Donc, en janvier de cette année, le député britannique Harry Cohen a affiné la question d'Alice Mahon. Il a demandé "si les bombes incendiaires Mark 77 ont été utilisées par les forces de la coalition". Le ministre a répondu que les Etats-Unis "nous ont confirmé qu'ils n'avaient pas utilisé en Irak et à aucun moment de bombes incendiaires Mark 77, qui sont essentiellement des bombes au napalm". Le gouvernement américain lui a menti. M. Ingram a dû revenir sur ses déclarations dans un courrier privé qu'il a adressé en juin à ce député.

On nous a dits qu'il y avait deux raisons pour faire la guerre à l'Irak. Un, que Saddam Hussein possédait des armes biologiques et chimiques et pourrait un jour les utiliser contre un autre pays. Et deux, que les Irakiens avaient besoin d'être libérés de ce régime oppressif, qui avait, entre autres crimes, utilisé les armes chimiques pour les tuer. Tony Blair, Colin Powell, William Shawcross, David Aaronovitch, Nick Cohen, Ann Clwyd et de nombreux autres se sont référés, pour conduire leur accusation, au fait que Saddam avait gazé les Kurdes d'Halabja en 1988 [1]. Ils ont accusé ceux qui s'opposaient à la guerre de ne pas se préoccuper du bien-être des Irakiens.

Etant donné qu'eux s'en préoccupent à ce point, pourquoi aucuns de ces faucons ne se sont exprimés contre l'utilisation d'armes non-conventionnelles par les forces de la coalition ? Ann Clwyd, la député travailliste qui est passée du statut de militante pour la paix à celui de défenseur en chef de cette guerre illégale, est, aussi loin que je puisse le découvrir, la seule de ces guerriers de salon à s'être s'engagée sur cette question. En mai de cette année, elle a écrit au Guardian pour nous assurer que les rapports selon lesquels une "forme moderne de napalm" avait été utilisée par les forces américaines "sont sans aucun fondement. Les forces de la coalition n'ont pas utilisé de napalm — tant lors des opérations de Falloujah qu'à toute autre occasion". Comment le savait-elle ? Le ministre des affaires étrangères lui avait dit. Avant l'invasion, Ann Clwyd a voyagé à travers l'Irak pour enquêter sur les crimes de Saddam contre son peuple. Elle a déclaré aux Commons que ce qu'elle avait découvert l'avait fait fondre en larmes. Après l'invasion, elle a pris les mots du ministre pour argent comptant, alors qu'une recherche de 30 secondes sur Internet lui aurait montré qu'il s'agissait de fadaises. Cela conduit à se poser des questions sur sa sincérité et si elle se préoccupait vraiment des gens pour lesquels elle prétendait militer.

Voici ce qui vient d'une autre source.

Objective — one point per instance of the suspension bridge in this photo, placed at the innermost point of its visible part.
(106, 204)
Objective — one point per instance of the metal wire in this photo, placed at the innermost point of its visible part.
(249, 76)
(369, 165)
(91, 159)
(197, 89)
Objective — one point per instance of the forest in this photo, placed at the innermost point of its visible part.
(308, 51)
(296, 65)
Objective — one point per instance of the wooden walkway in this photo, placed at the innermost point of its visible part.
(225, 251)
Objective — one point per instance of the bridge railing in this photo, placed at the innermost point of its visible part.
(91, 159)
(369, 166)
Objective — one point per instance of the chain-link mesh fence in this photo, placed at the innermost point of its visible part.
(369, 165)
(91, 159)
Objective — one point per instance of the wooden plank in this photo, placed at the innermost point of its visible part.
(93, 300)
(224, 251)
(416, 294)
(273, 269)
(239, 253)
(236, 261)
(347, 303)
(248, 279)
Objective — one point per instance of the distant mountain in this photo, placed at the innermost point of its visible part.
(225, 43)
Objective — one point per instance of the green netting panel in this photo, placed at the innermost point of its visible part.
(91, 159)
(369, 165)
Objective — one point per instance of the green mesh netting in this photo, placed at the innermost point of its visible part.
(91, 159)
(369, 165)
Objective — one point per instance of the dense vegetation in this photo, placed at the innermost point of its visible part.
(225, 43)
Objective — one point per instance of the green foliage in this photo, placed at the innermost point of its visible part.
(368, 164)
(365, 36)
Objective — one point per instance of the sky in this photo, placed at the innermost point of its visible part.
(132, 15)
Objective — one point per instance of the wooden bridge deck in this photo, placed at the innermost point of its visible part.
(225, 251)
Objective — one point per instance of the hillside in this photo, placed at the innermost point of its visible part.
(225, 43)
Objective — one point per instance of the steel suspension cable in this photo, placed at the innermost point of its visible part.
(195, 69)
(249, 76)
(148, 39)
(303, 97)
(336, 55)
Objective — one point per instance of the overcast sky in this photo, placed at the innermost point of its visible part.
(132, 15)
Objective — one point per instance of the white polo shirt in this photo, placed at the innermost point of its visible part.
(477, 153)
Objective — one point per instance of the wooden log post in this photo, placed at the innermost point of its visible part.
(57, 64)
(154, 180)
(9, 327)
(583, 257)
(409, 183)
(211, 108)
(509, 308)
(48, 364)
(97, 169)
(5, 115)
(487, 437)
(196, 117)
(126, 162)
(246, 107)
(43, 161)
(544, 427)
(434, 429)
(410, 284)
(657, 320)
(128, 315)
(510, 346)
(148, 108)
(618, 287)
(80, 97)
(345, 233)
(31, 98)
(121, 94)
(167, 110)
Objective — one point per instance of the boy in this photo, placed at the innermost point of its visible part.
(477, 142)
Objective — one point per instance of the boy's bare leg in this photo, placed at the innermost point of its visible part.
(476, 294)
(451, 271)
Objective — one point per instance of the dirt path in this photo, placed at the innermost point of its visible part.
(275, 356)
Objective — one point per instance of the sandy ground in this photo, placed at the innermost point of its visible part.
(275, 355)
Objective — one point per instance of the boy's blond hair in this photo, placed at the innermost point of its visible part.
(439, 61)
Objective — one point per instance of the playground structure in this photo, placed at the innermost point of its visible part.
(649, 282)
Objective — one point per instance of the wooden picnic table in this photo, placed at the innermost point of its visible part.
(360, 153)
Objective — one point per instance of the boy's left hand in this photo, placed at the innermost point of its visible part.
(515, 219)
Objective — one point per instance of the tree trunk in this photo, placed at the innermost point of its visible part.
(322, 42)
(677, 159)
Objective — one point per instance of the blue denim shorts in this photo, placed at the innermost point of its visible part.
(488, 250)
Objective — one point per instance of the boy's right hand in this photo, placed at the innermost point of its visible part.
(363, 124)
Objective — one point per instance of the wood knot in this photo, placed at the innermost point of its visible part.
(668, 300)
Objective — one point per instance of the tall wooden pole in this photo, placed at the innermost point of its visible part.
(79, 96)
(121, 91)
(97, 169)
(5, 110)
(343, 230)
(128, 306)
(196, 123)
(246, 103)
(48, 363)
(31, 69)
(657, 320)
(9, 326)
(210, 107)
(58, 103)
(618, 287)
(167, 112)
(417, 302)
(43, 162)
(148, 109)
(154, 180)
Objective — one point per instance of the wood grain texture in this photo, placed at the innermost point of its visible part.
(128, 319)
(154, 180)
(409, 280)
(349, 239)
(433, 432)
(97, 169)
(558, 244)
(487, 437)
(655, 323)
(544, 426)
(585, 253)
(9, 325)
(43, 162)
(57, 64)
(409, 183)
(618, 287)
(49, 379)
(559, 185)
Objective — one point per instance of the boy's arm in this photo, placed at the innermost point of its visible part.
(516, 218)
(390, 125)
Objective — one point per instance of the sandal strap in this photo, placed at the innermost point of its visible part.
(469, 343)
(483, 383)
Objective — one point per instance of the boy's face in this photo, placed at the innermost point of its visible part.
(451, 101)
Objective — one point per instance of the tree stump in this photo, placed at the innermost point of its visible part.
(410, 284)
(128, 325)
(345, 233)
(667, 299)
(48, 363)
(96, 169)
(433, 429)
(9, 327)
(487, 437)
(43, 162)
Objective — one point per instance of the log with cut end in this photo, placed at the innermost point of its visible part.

Saddam, qui encourre une possible condamnation à mort, est accusé de meurtre de masse, de torture, d'emprisonnement abusif et d'usage d'armes chimiques. Il est certainement coupable de tout cela. Comme, semble-t-il aujourd'hui, ceux qui l'ont renversé.

Traduit de l'anglais par Jean-François Goulon

Notes:

[1] La controverse sur le gazage des Kurdes à Halabja est sérieuse. On lira à ce sujet l'article de Jude Wanniski "Saddam n'a pas commis de génocide".